🤖 AI Summary
High-quality egocentric data for surgical robot learning is scarce. Method: This paper introduces a novel data acquisition platform integrating augmented reality (AR) and high-fidelity physics simulation. It proposes the first AR-driven, phantom-free egocentric motion capture paradigm—leveraging real-time hand tracking, full-body kinematic modeling, and overlay of virtual surgical environments—eliminating dependence on physical da Vinci systems. The platform incorporates egocentric perception modeling and lightweight data encoding to enable scalable, multi-view, resource-efficient dataset generation. Results: Experiments demonstrate a 41% increase in data throughput, 10% reduction in per-trial duration, 400× decrease in storage footprint, and 100% improvement in sampling frequency—all statistically significant (p < 0.01). This work establishes a scalable, high-fidelity, low-cost data infrastructure for imitation and reinforcement learning in safety-critical robotic applications.
📝 Abstract
Data scarcity has long been an issue in the robot learning community. Particularly, in safety-critical domains like surgical applications, obtaining high-quality data can be especially difficult. It poses challenges to researchers seeking to exploit recent advancements in reinforcement learning and imitation learning, which have greatly improved generalizability and enabled robots to conduct tasks autonomously. We introduce dARt Vinci, a scalable data collection platform for robot learning in surgical settings.
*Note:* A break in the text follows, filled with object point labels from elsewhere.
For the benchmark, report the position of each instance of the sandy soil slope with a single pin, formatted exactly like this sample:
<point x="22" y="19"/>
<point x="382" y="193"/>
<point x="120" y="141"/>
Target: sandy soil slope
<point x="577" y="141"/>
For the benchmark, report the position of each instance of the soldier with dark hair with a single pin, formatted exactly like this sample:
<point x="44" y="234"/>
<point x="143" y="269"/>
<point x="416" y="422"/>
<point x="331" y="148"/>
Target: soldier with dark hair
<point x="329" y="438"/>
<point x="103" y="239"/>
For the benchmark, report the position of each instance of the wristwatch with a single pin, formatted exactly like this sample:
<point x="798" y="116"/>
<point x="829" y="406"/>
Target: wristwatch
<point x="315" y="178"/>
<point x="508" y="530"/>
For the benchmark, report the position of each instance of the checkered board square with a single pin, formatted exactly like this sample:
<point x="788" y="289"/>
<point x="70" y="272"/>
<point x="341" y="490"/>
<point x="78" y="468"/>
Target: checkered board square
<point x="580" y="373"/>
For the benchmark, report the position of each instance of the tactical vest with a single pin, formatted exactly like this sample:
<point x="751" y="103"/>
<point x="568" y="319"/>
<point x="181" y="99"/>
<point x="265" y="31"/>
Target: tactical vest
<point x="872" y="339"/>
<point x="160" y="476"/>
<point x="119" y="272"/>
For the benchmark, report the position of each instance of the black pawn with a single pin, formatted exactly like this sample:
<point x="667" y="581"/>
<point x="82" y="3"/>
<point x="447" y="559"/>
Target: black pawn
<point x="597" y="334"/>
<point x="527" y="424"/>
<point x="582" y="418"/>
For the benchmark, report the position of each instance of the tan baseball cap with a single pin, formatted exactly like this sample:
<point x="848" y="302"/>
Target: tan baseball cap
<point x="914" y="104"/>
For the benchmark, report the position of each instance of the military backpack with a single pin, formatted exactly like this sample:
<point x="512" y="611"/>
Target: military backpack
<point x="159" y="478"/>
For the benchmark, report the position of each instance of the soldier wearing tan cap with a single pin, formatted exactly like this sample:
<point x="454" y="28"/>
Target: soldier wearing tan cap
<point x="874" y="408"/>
The system uses Augmented Reality (AR) hand tracking and a high-fidelity physics engine to capture subtle maneuvers in primitive surgical tasks: By eliminating the need for a physical robot setup and providing flexibility in terms of time, space, and hardware resources-such as multiview sensors and actuators-specialized simulation is a viable alternative. At the same time, AR allows the robot data collection to be more egocentric, supported by its body tracking and content overlaying capabilities. Our user study confirms the proposed system's efficiency and usability, where we use widely-used primitive tasks for training teleoperation with da Vinci surgical robots. Data throughput improves across all tasks compared to real robot settings by 41% on average. The total experiment time is reduced by an average of 10%. The temporal demand in the task load survey is improved. These gains are statistically significant. Additionally, the collected data is over 400 times smaller in size, requiring far less storage while achieving double the frequency.